Toolkit's for the home
Whether for home, or for the cottage, or for a student's first time away from home, you'll always need a toolkit. But what makes up a good starter toolkit? We'll tell you.
- Start off with a tool box: A kitchen drawer serves as a great home for tools, but lugging that drawer around can be a pain. A soft-sided cloth tool bag is the latest and greatest in tool storage. Size and compartments will dictate price, but you can get a good one for about $20.
- Hammer: It's the foundation of most tool kits. Hammers are sold by weight in ounces. She likely won’t be building a barn, so a 13- to 16-ounce hammer with a comfortable rubber grip will suit her just fine. Be sure the hammer has a smooth face to avoid dings; claws for pulling nails; and consider a magnetized nail groove to pick up and hold nails in place. About $15.
- Screwdriver: An all-in-one, multi-bit screwdriver with a single handle and shaft, and an assortment of bits that will work with 90 percent of the screws on Earth. As with the hammer, a comfortable padded rubber ergonomic grip will make all the difference in power and safety. A butter knife works just fine for slotted screws, but the most common bits are a #2 Philips (star) or a #2 Roberts (square). About $12.
- Measuring tape: A good-quality 12-foot to 16-foot tape measure is lightweight and will be long enough for most home-improvement jobs such as measuring curtains, picture layouts and trim. An oval housing and a rubber boot add comfort. About $10.
- Level: A small torpedo bubble level (about 8 to 10 inches long) is all you need. Using the torpedo level with a straight edge will increase the length. A torpedo level will allow you to level pictures and appliances such as the fridge and stove. No more crooked cakes! Torpedo level: about $8.
- Pliers: There are three styles of pliers that no mom's tool kit should be without. Standard pliers for general use; long-nose pliers, super for bending and cutting wire or for holding small finish nails for hammering; and adjustable wide-mouth, tongue-and-groove pliers, great for small household plumbing repairs. Look for padded rubber handles for added comfort and a better grip. About $10.
- Wrench: A small (6-inch) adjustable wrench (also known as a crescent wrench) is a must for assembling furniture, tightening loose nuts and changing a bicycle tire. About $15.
- Putty knife: A small (2-inch-wide blade), flexible, metal putty knife is great for patching holes in walls and for scraping a rough surface. Plastic and wooden handles are out; oval, padded, soft-grip, ergonomically designed handles are the rage. About $5.

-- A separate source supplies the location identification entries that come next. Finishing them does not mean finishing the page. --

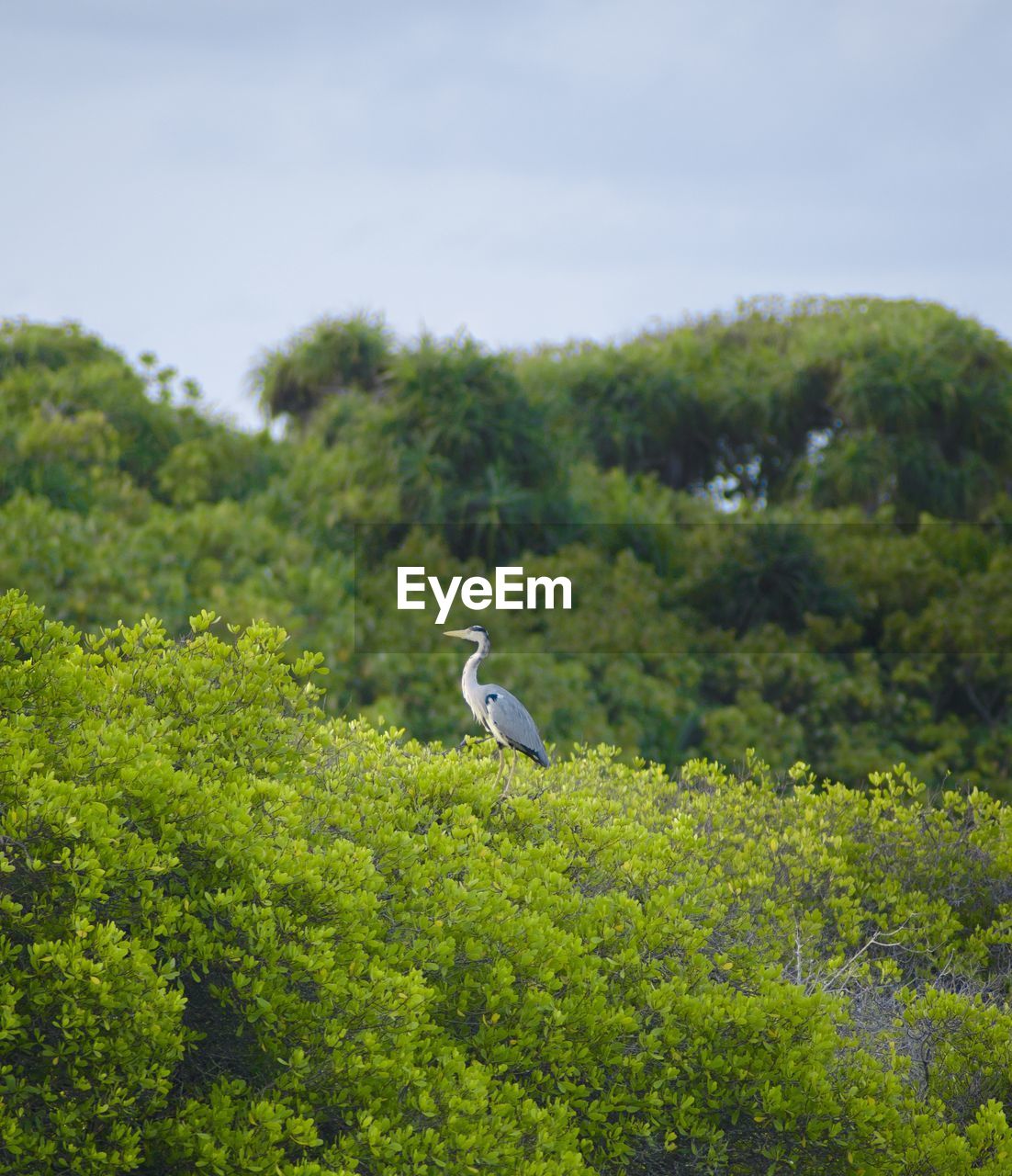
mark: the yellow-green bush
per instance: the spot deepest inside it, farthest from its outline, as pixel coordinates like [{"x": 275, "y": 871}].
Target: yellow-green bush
[{"x": 240, "y": 937}]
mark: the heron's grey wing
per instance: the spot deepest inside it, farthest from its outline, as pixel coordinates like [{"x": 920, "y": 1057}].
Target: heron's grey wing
[{"x": 512, "y": 723}]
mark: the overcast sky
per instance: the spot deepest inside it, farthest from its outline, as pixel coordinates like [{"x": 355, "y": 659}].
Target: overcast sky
[{"x": 204, "y": 179}]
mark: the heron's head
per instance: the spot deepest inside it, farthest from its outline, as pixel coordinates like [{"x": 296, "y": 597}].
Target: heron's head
[{"x": 477, "y": 633}]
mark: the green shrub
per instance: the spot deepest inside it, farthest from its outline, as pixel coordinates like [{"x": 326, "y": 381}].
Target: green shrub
[{"x": 240, "y": 937}]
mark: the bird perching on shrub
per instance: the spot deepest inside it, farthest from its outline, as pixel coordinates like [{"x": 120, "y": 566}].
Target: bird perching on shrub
[{"x": 502, "y": 715}]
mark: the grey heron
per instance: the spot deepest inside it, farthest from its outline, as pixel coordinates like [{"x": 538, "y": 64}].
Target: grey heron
[{"x": 502, "y": 715}]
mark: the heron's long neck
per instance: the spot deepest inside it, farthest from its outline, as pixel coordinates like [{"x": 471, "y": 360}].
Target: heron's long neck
[{"x": 469, "y": 679}]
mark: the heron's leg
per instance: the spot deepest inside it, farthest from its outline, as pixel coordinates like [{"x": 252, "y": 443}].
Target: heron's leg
[{"x": 509, "y": 777}]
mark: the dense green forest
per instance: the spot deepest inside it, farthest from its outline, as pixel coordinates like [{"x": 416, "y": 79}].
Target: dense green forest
[
  {"x": 257, "y": 916},
  {"x": 239, "y": 937},
  {"x": 788, "y": 527}
]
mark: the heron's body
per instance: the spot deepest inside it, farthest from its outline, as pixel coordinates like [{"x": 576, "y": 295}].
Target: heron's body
[{"x": 500, "y": 713}]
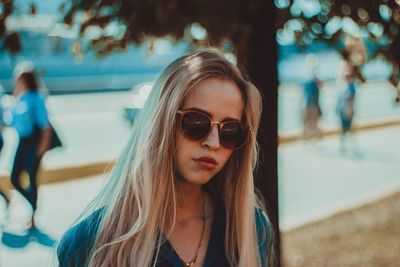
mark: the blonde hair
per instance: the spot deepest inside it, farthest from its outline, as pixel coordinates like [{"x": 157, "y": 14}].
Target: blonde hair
[{"x": 140, "y": 195}]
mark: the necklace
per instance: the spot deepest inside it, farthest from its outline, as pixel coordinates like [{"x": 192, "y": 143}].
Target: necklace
[{"x": 193, "y": 261}]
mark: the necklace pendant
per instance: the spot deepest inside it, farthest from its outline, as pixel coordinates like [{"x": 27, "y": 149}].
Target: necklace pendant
[{"x": 190, "y": 264}]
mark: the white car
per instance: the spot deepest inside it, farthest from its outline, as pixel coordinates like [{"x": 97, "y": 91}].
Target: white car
[{"x": 139, "y": 94}]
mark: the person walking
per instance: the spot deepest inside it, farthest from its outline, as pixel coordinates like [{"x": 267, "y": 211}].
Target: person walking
[
  {"x": 182, "y": 192},
  {"x": 2, "y": 125},
  {"x": 312, "y": 109},
  {"x": 30, "y": 120},
  {"x": 346, "y": 101}
]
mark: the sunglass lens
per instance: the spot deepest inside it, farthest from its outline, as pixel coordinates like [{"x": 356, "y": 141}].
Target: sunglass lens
[
  {"x": 195, "y": 125},
  {"x": 233, "y": 135}
]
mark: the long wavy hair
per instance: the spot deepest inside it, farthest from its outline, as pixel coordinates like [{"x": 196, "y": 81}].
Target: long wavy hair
[{"x": 140, "y": 195}]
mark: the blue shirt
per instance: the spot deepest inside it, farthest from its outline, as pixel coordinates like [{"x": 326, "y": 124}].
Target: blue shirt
[
  {"x": 311, "y": 94},
  {"x": 29, "y": 112},
  {"x": 75, "y": 247}
]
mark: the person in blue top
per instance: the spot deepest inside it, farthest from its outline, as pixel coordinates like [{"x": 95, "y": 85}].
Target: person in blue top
[
  {"x": 30, "y": 120},
  {"x": 346, "y": 98},
  {"x": 182, "y": 191},
  {"x": 2, "y": 125},
  {"x": 312, "y": 108}
]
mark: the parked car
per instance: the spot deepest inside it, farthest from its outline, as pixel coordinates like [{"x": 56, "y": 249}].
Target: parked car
[{"x": 138, "y": 96}]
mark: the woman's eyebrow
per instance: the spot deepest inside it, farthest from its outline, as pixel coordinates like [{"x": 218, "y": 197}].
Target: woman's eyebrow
[{"x": 210, "y": 115}]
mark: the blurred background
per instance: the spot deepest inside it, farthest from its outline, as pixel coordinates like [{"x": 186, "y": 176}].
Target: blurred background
[{"x": 337, "y": 106}]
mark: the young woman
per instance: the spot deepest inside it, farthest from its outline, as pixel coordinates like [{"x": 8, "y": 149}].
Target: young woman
[
  {"x": 182, "y": 192},
  {"x": 30, "y": 120}
]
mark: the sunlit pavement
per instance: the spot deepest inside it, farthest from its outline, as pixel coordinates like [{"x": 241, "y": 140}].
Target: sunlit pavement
[
  {"x": 315, "y": 181},
  {"x": 59, "y": 206}
]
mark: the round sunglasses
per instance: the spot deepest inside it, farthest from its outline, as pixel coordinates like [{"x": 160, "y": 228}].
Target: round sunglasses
[{"x": 196, "y": 125}]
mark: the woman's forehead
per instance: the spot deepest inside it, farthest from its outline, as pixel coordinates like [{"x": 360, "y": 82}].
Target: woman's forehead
[{"x": 220, "y": 98}]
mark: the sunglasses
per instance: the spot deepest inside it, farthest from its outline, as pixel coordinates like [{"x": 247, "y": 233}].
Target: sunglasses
[{"x": 196, "y": 125}]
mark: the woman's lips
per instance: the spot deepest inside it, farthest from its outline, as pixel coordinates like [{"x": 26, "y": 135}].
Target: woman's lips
[{"x": 206, "y": 162}]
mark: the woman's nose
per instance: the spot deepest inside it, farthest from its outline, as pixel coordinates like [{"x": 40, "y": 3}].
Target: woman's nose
[{"x": 212, "y": 139}]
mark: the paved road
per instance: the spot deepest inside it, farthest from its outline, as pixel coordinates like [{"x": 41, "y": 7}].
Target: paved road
[
  {"x": 314, "y": 181},
  {"x": 93, "y": 129}
]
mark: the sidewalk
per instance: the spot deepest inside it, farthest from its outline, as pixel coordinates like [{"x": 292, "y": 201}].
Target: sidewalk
[
  {"x": 314, "y": 182},
  {"x": 59, "y": 206}
]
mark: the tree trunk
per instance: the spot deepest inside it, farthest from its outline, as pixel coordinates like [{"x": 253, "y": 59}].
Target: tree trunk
[{"x": 260, "y": 61}]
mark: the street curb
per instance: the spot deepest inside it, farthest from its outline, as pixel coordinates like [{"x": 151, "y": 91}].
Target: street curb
[
  {"x": 358, "y": 127},
  {"x": 49, "y": 176}
]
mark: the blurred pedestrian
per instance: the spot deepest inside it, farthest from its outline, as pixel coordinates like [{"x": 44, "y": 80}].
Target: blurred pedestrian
[
  {"x": 312, "y": 109},
  {"x": 30, "y": 119},
  {"x": 182, "y": 192},
  {"x": 346, "y": 100},
  {"x": 2, "y": 125}
]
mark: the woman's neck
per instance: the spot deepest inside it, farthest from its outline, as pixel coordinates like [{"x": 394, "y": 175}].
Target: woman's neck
[{"x": 189, "y": 201}]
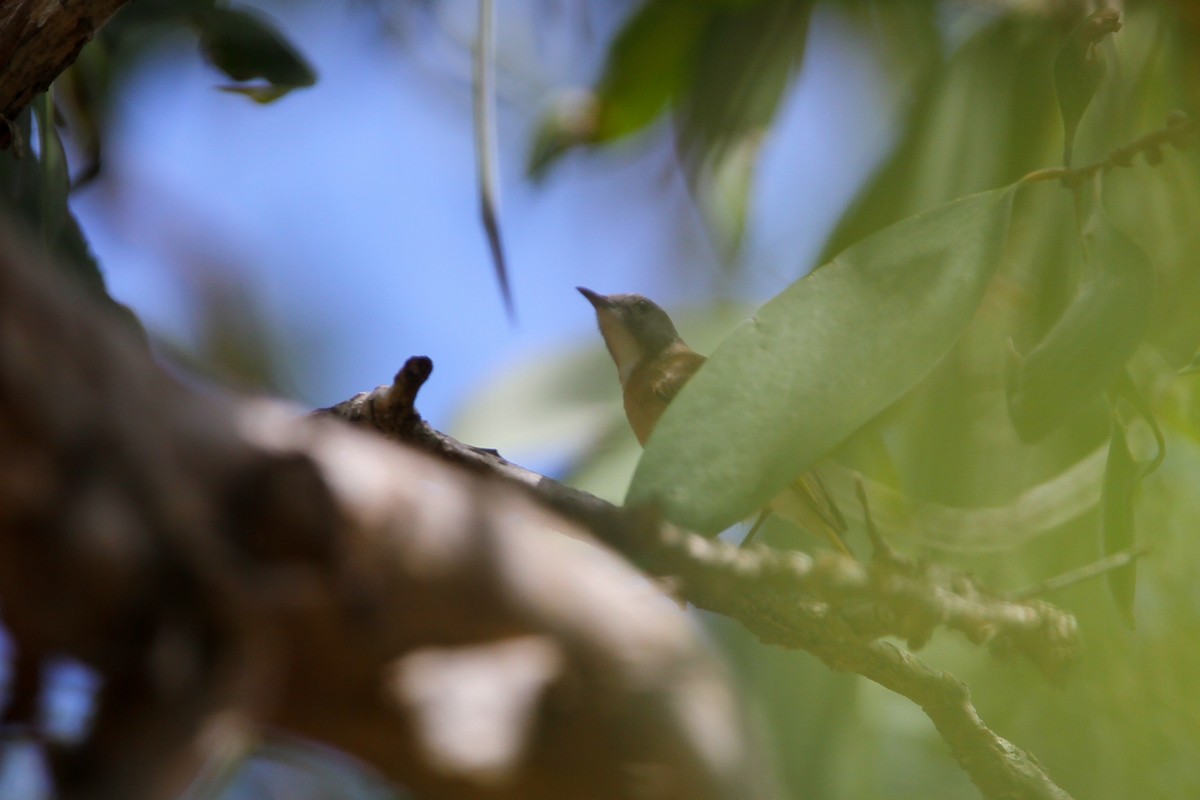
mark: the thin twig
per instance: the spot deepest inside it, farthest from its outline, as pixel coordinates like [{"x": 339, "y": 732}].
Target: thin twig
[
  {"x": 1179, "y": 132},
  {"x": 1086, "y": 572},
  {"x": 485, "y": 149}
]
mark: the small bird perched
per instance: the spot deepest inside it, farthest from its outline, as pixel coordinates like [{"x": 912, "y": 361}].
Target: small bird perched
[{"x": 653, "y": 364}]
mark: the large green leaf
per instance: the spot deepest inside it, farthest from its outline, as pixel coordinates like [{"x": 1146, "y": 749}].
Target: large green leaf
[
  {"x": 1086, "y": 349},
  {"x": 819, "y": 361},
  {"x": 1079, "y": 70},
  {"x": 245, "y": 46}
]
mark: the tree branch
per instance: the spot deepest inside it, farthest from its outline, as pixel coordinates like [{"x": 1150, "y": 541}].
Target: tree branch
[
  {"x": 39, "y": 40},
  {"x": 831, "y": 606}
]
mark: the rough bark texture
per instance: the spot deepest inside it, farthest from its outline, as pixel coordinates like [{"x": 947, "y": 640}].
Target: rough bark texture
[
  {"x": 229, "y": 566},
  {"x": 39, "y": 40}
]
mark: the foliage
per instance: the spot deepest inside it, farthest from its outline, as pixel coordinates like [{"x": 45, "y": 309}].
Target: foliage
[
  {"x": 970, "y": 336},
  {"x": 970, "y": 360}
]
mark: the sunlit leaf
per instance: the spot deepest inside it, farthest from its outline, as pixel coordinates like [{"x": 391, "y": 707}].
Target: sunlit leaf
[
  {"x": 1079, "y": 70},
  {"x": 246, "y": 47},
  {"x": 1121, "y": 475},
  {"x": 983, "y": 120},
  {"x": 819, "y": 361},
  {"x": 1086, "y": 349}
]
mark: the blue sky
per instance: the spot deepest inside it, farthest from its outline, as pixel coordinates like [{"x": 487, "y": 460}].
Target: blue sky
[{"x": 348, "y": 211}]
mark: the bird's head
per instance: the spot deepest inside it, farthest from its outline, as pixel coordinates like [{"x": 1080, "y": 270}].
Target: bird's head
[{"x": 634, "y": 328}]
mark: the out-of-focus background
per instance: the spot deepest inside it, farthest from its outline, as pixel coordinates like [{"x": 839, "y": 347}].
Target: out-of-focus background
[{"x": 306, "y": 247}]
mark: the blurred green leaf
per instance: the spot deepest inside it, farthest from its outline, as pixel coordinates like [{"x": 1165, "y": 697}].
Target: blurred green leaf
[
  {"x": 246, "y": 47},
  {"x": 648, "y": 65},
  {"x": 1079, "y": 70},
  {"x": 985, "y": 119},
  {"x": 1086, "y": 349},
  {"x": 1121, "y": 476},
  {"x": 55, "y": 178},
  {"x": 819, "y": 361},
  {"x": 720, "y": 66}
]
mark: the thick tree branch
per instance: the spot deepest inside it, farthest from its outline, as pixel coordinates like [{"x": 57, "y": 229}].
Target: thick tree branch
[
  {"x": 229, "y": 567},
  {"x": 39, "y": 40},
  {"x": 831, "y": 606}
]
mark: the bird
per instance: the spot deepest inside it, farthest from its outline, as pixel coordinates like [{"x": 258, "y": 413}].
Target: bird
[{"x": 653, "y": 364}]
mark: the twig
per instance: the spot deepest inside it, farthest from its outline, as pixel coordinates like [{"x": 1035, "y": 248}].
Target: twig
[
  {"x": 485, "y": 149},
  {"x": 1177, "y": 132},
  {"x": 883, "y": 551},
  {"x": 832, "y": 606},
  {"x": 1086, "y": 572}
]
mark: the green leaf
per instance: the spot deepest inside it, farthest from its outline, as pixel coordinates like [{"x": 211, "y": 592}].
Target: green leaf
[
  {"x": 984, "y": 119},
  {"x": 1121, "y": 476},
  {"x": 744, "y": 62},
  {"x": 246, "y": 47},
  {"x": 648, "y": 64},
  {"x": 1079, "y": 70},
  {"x": 1087, "y": 348},
  {"x": 819, "y": 361}
]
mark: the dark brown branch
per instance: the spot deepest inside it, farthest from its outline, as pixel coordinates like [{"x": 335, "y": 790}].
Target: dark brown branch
[
  {"x": 832, "y": 606},
  {"x": 39, "y": 40},
  {"x": 227, "y": 567},
  {"x": 1179, "y": 132}
]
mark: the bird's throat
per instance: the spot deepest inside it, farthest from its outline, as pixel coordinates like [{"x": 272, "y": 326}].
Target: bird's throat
[{"x": 627, "y": 353}]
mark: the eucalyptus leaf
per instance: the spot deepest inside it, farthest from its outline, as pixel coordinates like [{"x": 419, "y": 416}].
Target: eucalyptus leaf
[
  {"x": 1079, "y": 70},
  {"x": 1087, "y": 348},
  {"x": 1121, "y": 476},
  {"x": 819, "y": 361},
  {"x": 246, "y": 47},
  {"x": 648, "y": 64}
]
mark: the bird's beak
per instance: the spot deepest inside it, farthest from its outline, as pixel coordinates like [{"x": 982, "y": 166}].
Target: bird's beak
[{"x": 598, "y": 300}]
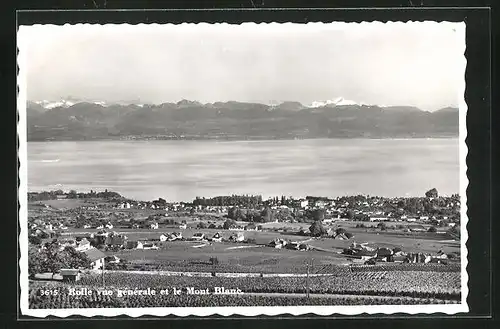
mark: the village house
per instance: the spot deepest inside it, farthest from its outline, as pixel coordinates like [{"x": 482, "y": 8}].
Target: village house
[
  {"x": 149, "y": 246},
  {"x": 70, "y": 275},
  {"x": 83, "y": 245},
  {"x": 416, "y": 228},
  {"x": 112, "y": 259},
  {"x": 96, "y": 258},
  {"x": 277, "y": 243},
  {"x": 67, "y": 243},
  {"x": 237, "y": 237}
]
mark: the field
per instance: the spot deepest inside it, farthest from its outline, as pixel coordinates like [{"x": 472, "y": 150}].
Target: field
[
  {"x": 265, "y": 275},
  {"x": 250, "y": 257},
  {"x": 342, "y": 288}
]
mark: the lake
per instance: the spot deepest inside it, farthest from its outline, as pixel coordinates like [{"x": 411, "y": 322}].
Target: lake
[{"x": 182, "y": 170}]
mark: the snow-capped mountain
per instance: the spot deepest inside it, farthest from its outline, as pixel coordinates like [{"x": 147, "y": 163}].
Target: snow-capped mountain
[
  {"x": 336, "y": 102},
  {"x": 53, "y": 104}
]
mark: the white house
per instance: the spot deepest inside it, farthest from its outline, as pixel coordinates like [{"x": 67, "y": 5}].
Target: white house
[
  {"x": 96, "y": 258},
  {"x": 378, "y": 219},
  {"x": 83, "y": 245},
  {"x": 237, "y": 237}
]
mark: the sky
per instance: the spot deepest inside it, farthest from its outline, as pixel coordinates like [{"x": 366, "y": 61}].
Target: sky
[{"x": 415, "y": 64}]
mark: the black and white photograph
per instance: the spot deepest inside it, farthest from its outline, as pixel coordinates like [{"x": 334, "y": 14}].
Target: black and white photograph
[{"x": 251, "y": 169}]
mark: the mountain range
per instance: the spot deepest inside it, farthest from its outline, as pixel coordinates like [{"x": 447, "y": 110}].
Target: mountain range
[{"x": 71, "y": 119}]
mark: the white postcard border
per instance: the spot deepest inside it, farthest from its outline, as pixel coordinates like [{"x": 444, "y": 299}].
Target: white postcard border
[{"x": 229, "y": 311}]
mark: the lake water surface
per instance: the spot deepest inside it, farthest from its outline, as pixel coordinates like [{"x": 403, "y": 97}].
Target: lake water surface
[{"x": 182, "y": 170}]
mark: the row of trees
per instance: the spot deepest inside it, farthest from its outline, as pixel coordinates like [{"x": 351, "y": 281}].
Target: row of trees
[
  {"x": 51, "y": 259},
  {"x": 249, "y": 201},
  {"x": 52, "y": 195}
]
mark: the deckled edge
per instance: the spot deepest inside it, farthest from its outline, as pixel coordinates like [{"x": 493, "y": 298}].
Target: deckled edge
[
  {"x": 464, "y": 179},
  {"x": 448, "y": 309}
]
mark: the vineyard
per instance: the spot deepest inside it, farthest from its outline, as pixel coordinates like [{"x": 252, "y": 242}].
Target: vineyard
[
  {"x": 351, "y": 288},
  {"x": 64, "y": 300}
]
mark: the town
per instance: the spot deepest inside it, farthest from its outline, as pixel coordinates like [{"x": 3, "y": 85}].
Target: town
[{"x": 114, "y": 232}]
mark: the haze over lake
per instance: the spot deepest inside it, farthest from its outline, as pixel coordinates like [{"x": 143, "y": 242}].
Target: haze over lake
[{"x": 182, "y": 170}]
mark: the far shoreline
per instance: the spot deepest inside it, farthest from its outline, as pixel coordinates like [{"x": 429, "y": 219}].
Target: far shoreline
[{"x": 145, "y": 139}]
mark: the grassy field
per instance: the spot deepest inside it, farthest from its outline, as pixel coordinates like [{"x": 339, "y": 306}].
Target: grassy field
[{"x": 255, "y": 256}]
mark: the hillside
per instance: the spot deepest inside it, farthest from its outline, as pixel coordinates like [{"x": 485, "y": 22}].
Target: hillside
[{"x": 234, "y": 120}]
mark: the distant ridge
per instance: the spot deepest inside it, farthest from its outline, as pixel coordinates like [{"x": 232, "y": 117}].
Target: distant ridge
[{"x": 96, "y": 120}]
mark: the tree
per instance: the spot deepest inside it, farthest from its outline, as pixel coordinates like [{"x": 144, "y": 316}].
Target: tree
[
  {"x": 267, "y": 215},
  {"x": 432, "y": 193},
  {"x": 432, "y": 229},
  {"x": 34, "y": 261},
  {"x": 317, "y": 229},
  {"x": 71, "y": 258},
  {"x": 231, "y": 213},
  {"x": 340, "y": 230},
  {"x": 34, "y": 239},
  {"x": 229, "y": 224},
  {"x": 318, "y": 214}
]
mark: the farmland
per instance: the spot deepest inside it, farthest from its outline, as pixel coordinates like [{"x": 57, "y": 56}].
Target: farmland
[
  {"x": 344, "y": 288},
  {"x": 265, "y": 275}
]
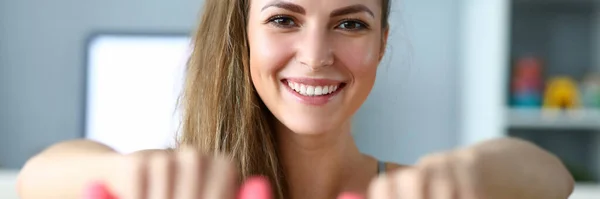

- Utility knife: A utility knife with a soft rubber grip for opening the boxes from all those new shoe deliveries. About $5.
- Mini hacksaw: An all-purpose hacksaw for cutting tubing, pipe, dowels and other small items. Saves the kitchen knives big time! About $10.
Other small items include:
- Sandpaper: An assortment of coarse, medium, fine and extra-fine, for touching up dings and dents in furniture.
- Rubber jar-opening pad: For getting a grip on things, including jar tops.
- String: To tie things and make a straight line.
- Glue: A small bottle of white glue to repair a damaged picture frame or kitchen chair; a tube of Crazy Glue for everything else.
- And last, but certainly not least: duct tape and WD 40! Duct tape for when you want them to stay together and WD for when you want to take them apart.